Пришельцы согласились, и он начал так:
— Когда я первый раз покинул землю, отправившись жить в далекую страну покоя Буллима, находящуюся выше священной горы Уби-Уби, то завяли и умерли все цветы, а на их месте уже не вырастали новые. Земля без украшавших ее цветов выглядела голой и опустошенной, Цветы стали легендой, которую старики племени рассказывали молодежи. Вслед за цветами исчезли пчелы. Напрасно женщины брали сосуды, чтобы собрать в них мед, — они всегда возвращались с пустыми руками. Нет, им было что есть и пить — внутри дерева баоб, или бутылочного дерева, есть две полости: нижняя всегда полна чистой воды. а в верхней находится сладкий нектар. На листьях и стволе белого эвкалипта Яраан образуются смолистые шарики — это похоже на вашу христианскую манну.
И вот, когда земля изнывала от засухи, на листьях эвкалиптов появились белые крупинки сахара (дети называют их гунбин), а затем прозрачный сок, стекавший по стволу, как мед.
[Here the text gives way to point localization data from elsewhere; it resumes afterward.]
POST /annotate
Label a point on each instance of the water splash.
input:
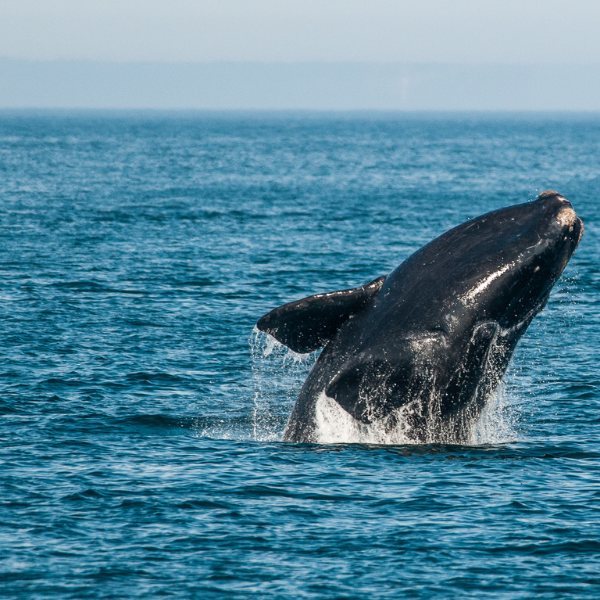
(277, 376)
(496, 425)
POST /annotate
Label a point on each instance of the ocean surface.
(141, 414)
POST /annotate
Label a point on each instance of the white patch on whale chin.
(566, 216)
(336, 426)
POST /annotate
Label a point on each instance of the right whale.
(423, 348)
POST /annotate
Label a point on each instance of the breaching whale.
(424, 347)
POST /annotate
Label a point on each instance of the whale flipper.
(308, 324)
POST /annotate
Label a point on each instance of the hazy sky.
(425, 31)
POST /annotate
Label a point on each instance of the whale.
(422, 349)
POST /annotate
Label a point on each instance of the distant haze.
(307, 86)
(301, 54)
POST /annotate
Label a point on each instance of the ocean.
(141, 412)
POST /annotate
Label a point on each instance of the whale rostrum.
(424, 347)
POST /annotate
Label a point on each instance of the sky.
(301, 54)
(514, 32)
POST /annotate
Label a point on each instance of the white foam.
(277, 377)
(496, 425)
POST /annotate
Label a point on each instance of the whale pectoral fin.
(307, 325)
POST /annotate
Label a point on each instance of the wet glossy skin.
(440, 333)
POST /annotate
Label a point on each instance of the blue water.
(141, 416)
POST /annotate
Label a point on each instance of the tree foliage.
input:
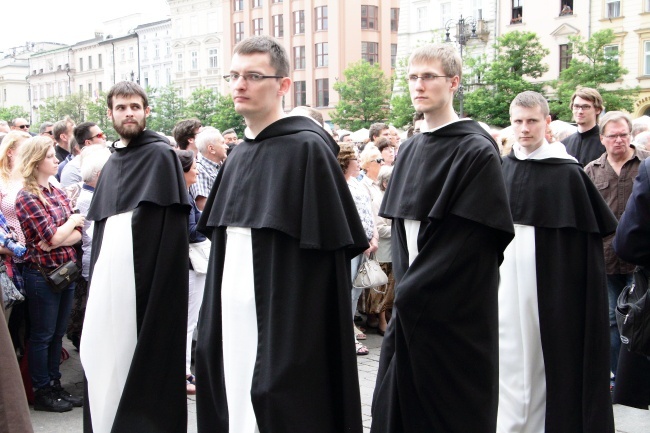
(518, 58)
(364, 96)
(401, 106)
(591, 66)
(167, 109)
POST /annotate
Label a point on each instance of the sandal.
(361, 349)
(190, 384)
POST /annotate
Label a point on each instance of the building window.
(299, 61)
(212, 58)
(613, 8)
(322, 92)
(421, 15)
(321, 54)
(320, 15)
(257, 26)
(566, 7)
(611, 52)
(278, 26)
(298, 22)
(369, 15)
(239, 32)
(299, 93)
(394, 19)
(565, 57)
(517, 11)
(445, 14)
(370, 52)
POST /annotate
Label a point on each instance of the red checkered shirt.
(40, 223)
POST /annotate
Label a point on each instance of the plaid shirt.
(40, 223)
(207, 174)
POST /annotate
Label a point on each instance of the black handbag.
(60, 278)
(633, 313)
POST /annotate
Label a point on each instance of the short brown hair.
(126, 88)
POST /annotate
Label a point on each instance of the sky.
(70, 21)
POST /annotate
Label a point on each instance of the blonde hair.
(31, 153)
(9, 142)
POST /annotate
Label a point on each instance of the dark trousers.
(615, 285)
(48, 315)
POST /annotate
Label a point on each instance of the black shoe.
(65, 395)
(48, 400)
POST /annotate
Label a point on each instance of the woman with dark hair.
(349, 161)
(196, 279)
(50, 228)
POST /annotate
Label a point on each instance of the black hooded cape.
(287, 186)
(438, 370)
(570, 218)
(146, 177)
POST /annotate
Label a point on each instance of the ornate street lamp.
(465, 30)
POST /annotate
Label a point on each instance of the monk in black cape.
(275, 351)
(553, 319)
(451, 224)
(133, 341)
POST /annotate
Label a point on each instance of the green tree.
(56, 108)
(167, 109)
(518, 59)
(10, 113)
(364, 96)
(401, 106)
(201, 105)
(592, 66)
(225, 116)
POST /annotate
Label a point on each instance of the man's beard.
(131, 131)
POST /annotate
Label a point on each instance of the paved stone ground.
(628, 420)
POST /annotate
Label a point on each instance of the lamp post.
(465, 30)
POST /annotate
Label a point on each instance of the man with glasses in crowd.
(86, 134)
(438, 369)
(584, 144)
(283, 227)
(614, 173)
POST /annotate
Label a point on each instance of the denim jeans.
(48, 314)
(615, 285)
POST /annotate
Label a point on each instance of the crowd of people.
(501, 250)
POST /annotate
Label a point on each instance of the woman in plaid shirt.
(50, 230)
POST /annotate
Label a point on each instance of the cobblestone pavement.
(628, 420)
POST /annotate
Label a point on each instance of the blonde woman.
(50, 228)
(10, 184)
Сок застывал на коре комочками, которые иногда падали на землю, и там их собирали и ели дети.
Сердца людей радовались, и они с благодарностью ели ниспосланную им сладкую пищу. Однако виринуны страстно хотели видеть землю снова покрытой цветами, как это было до ухода Байаме.
Всё было бы хорошо — но красота отлетела от этой земли. А дальше случилось вот что.
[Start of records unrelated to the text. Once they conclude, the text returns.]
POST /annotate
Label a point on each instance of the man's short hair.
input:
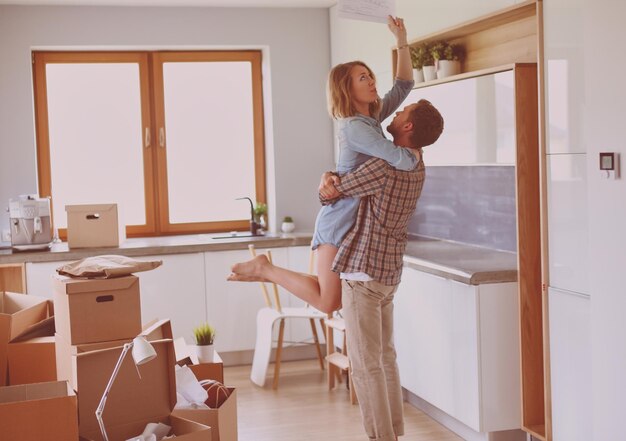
(427, 124)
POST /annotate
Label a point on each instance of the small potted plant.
(287, 226)
(417, 60)
(450, 62)
(428, 62)
(204, 336)
(260, 212)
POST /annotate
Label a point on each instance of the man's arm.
(364, 181)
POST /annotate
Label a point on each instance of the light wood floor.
(302, 409)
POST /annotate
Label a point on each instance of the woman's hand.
(327, 188)
(396, 26)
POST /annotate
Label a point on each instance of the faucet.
(254, 226)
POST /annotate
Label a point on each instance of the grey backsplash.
(470, 204)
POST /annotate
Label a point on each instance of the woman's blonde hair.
(340, 91)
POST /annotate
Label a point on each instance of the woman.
(355, 105)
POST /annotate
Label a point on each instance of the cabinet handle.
(162, 137)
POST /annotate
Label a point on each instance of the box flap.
(21, 312)
(89, 208)
(148, 398)
(37, 391)
(44, 328)
(71, 285)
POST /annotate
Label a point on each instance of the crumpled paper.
(154, 432)
(189, 391)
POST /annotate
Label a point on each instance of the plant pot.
(205, 353)
(287, 227)
(447, 68)
(430, 73)
(418, 75)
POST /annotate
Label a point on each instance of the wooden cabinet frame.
(512, 39)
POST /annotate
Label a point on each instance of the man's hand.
(327, 188)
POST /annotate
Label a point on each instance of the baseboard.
(292, 353)
(451, 423)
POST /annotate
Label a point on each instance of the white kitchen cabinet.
(570, 365)
(458, 348)
(175, 290)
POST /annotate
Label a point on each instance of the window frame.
(153, 119)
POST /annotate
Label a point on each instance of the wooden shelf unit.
(511, 39)
(504, 37)
(13, 277)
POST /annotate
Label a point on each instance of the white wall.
(605, 96)
(298, 129)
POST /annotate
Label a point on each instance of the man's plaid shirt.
(376, 243)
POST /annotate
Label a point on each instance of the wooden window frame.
(153, 119)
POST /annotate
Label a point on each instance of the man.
(370, 263)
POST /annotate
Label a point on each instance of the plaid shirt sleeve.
(368, 179)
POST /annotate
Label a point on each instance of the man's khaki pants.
(368, 314)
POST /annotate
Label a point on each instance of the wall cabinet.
(570, 364)
(458, 348)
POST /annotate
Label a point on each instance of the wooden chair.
(338, 361)
(266, 318)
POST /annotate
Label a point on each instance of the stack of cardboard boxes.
(94, 318)
(46, 409)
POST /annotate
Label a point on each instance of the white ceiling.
(209, 3)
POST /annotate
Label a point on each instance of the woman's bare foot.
(252, 268)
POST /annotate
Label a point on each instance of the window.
(172, 137)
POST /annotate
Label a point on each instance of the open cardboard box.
(32, 361)
(68, 364)
(19, 314)
(97, 310)
(36, 412)
(223, 421)
(94, 225)
(133, 402)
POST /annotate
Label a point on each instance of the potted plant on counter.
(260, 213)
(287, 226)
(204, 336)
(450, 63)
(428, 62)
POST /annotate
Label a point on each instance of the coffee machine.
(29, 218)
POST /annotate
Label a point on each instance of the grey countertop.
(464, 263)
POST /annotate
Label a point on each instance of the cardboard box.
(68, 364)
(97, 310)
(19, 314)
(97, 225)
(185, 357)
(35, 412)
(223, 421)
(133, 402)
(32, 361)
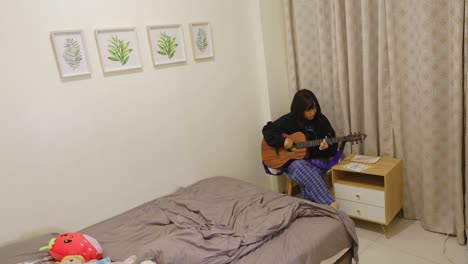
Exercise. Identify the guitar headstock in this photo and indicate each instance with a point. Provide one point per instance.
(355, 138)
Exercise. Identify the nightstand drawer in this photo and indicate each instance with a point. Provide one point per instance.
(363, 211)
(360, 195)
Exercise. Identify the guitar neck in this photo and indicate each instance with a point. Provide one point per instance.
(316, 142)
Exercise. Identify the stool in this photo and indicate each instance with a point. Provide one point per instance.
(290, 183)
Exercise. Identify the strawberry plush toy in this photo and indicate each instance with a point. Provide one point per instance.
(74, 244)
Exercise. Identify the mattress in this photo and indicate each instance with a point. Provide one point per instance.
(244, 223)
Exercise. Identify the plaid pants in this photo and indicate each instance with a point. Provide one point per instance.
(311, 181)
Муринбунго, водные лубры, то есть девушки, жили тогда в реке Киммул, а это также и змей Кунмаингур. И вот однажды девушка по имени Виррейтман вышла из реки, надела на голову мужскую повязку, чтобы подобрать свои длинные волосы. А эти волосы были ничуть не менее красивы, чем у вашей Йорун, уж поверьте мне! Также она взяла копье и бумеранг и отправилась охотиться на валлаби. Она метнула свое копье и убила Нгал-мунго, большого кенгуру, взяла две палочки для добывания огня, развела с их помощью костер и зажарила кенгуру в земляной печи.
Был человек по имени Ногамин. Он тоже удачно поохотился, хотя это был лишь небольшой валлаби. Он оглянулся вокруг, увидел поднимавшийся над деревьями дымок и решил посмотреть, что там.
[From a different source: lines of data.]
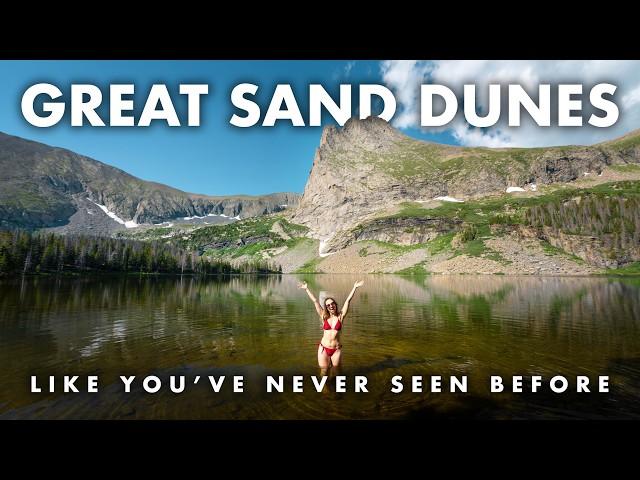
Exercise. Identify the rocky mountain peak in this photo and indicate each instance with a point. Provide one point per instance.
(371, 133)
(367, 167)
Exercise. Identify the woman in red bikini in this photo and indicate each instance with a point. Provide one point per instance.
(329, 349)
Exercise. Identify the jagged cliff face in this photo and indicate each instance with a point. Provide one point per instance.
(367, 167)
(41, 186)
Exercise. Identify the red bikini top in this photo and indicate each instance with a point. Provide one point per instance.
(326, 325)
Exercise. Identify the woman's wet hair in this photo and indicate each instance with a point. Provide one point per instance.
(325, 310)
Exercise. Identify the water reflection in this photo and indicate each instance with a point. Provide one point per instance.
(258, 326)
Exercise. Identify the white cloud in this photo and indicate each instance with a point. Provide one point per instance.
(405, 77)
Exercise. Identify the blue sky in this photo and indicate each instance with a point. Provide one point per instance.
(215, 158)
(219, 159)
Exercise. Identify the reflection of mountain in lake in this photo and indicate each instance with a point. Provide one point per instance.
(477, 326)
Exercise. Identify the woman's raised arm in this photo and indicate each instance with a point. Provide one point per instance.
(303, 285)
(345, 308)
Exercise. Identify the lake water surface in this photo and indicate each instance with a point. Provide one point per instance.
(252, 326)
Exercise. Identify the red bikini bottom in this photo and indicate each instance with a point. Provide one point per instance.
(327, 350)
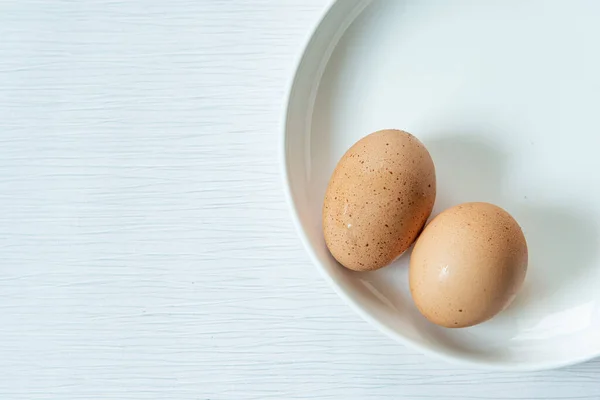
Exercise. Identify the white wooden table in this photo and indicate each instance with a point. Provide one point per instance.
(146, 251)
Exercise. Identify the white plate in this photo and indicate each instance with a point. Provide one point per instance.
(506, 96)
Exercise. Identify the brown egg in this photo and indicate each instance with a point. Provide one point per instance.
(378, 199)
(467, 265)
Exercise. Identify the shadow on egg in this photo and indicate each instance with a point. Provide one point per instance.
(561, 241)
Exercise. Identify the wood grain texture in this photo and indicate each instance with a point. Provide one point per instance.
(146, 251)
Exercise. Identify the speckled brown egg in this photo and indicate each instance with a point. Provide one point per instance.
(467, 265)
(378, 199)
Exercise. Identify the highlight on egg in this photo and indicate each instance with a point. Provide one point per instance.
(378, 199)
(467, 265)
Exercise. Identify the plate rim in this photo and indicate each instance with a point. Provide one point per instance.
(346, 296)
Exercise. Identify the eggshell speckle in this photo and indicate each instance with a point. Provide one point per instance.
(378, 199)
(468, 265)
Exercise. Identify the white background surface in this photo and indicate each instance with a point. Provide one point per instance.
(146, 251)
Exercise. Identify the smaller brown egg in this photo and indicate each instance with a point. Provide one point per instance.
(467, 265)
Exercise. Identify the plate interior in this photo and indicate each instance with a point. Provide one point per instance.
(505, 95)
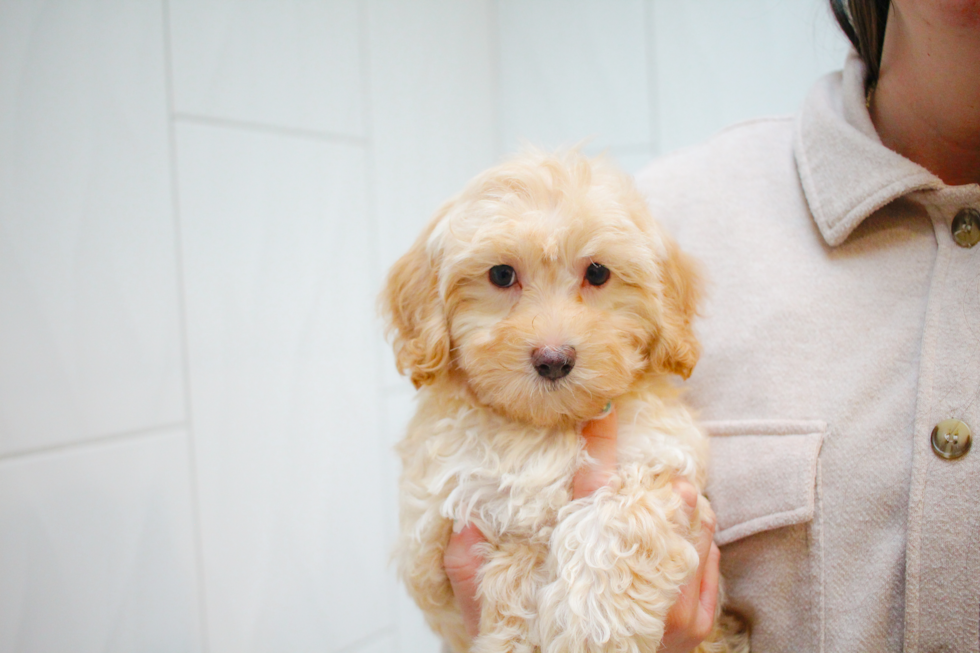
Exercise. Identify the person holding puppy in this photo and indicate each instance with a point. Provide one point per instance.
(841, 374)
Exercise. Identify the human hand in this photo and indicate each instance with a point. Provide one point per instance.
(691, 618)
(689, 622)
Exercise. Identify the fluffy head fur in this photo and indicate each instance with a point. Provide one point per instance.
(548, 217)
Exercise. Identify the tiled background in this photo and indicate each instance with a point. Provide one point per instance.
(198, 201)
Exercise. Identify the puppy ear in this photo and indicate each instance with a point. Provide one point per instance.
(414, 312)
(676, 349)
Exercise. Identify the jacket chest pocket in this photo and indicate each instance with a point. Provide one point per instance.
(764, 485)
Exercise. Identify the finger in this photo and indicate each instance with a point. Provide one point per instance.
(462, 563)
(687, 492)
(709, 592)
(600, 443)
(705, 539)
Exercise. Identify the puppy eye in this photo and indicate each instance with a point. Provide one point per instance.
(502, 276)
(597, 274)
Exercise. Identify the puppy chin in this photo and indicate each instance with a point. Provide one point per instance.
(547, 404)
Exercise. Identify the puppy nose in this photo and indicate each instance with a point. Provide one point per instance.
(553, 362)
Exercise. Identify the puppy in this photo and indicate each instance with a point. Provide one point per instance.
(537, 296)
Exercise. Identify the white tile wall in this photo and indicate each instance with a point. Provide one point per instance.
(97, 549)
(433, 115)
(283, 385)
(289, 63)
(89, 330)
(574, 70)
(244, 172)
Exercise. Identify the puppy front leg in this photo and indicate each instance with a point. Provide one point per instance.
(509, 581)
(618, 560)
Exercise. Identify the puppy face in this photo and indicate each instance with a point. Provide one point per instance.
(545, 288)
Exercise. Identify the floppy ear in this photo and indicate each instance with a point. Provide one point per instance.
(414, 312)
(677, 349)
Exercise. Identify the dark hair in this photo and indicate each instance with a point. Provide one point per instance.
(863, 21)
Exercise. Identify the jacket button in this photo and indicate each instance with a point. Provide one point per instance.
(951, 439)
(966, 228)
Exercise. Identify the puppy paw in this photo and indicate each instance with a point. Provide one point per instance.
(618, 561)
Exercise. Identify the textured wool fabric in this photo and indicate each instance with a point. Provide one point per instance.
(843, 323)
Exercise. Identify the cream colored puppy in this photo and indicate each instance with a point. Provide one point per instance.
(534, 298)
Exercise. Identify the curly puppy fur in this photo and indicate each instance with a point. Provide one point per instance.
(496, 443)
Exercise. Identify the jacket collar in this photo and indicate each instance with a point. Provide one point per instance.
(847, 174)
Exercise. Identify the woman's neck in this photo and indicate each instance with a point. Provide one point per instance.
(926, 105)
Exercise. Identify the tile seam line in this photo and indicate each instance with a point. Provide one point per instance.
(366, 640)
(94, 442)
(204, 633)
(278, 130)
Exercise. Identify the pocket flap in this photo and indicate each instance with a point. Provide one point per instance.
(762, 474)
Виррейтман огляделась вокруг и заметила, что к ее лагерю подходит мужчина. Тогда она положила бумеранг и копье рядом с собой, легла в пыль лицом вниз, скрестив перед собой руки, и стала ждать, когда мужчина подойдет к ней.
Ногамин подошел.
— Эй, что случилось? — спросил он.
— О, мне что-то нехорошо, — ответила девушка, — У меня болит живот.
— Отчего это? Почему ты не встаешь? Встань и вытащи из печи своего кенгуру.
— Нет, о мудрец. Мне не до того. Ты сам вытащи кенгуру и забери его.
— Хорошо. Но, может быть, ты встанешь?
— Нет. Я не могу этого сделать при тебе.
Ногамин вытащил кенгуру из земляной печи, подобрал тушу и покинул лагерь.
— Прощай, — крикнул он девушке.
Когда Ногамин ушел, девушка быстро вскочила. Она взяла свой бумеранг и копье и убежала.
Ногамин шел и все думал о Виррейтман. Он думал о том, в какой позе она лежала и как она прятала свои глаза, когда говорила с ним.
— Может быть, она еще девочка, и оттого к ней не приходят мужчины, — подумал Ногамин и остановился, — Я вернусь и разыщу ее.
Он положил на землю валлаби и кенгуру и отправился обратно. Лагерь оказался пуст, только на месте, где лежала Виррейтман, был виден в пыли отпечаток ее тела — колен, бедер и скрещенных рук, но особенно глубоки были две ямки, оставшиеся от ее грудей.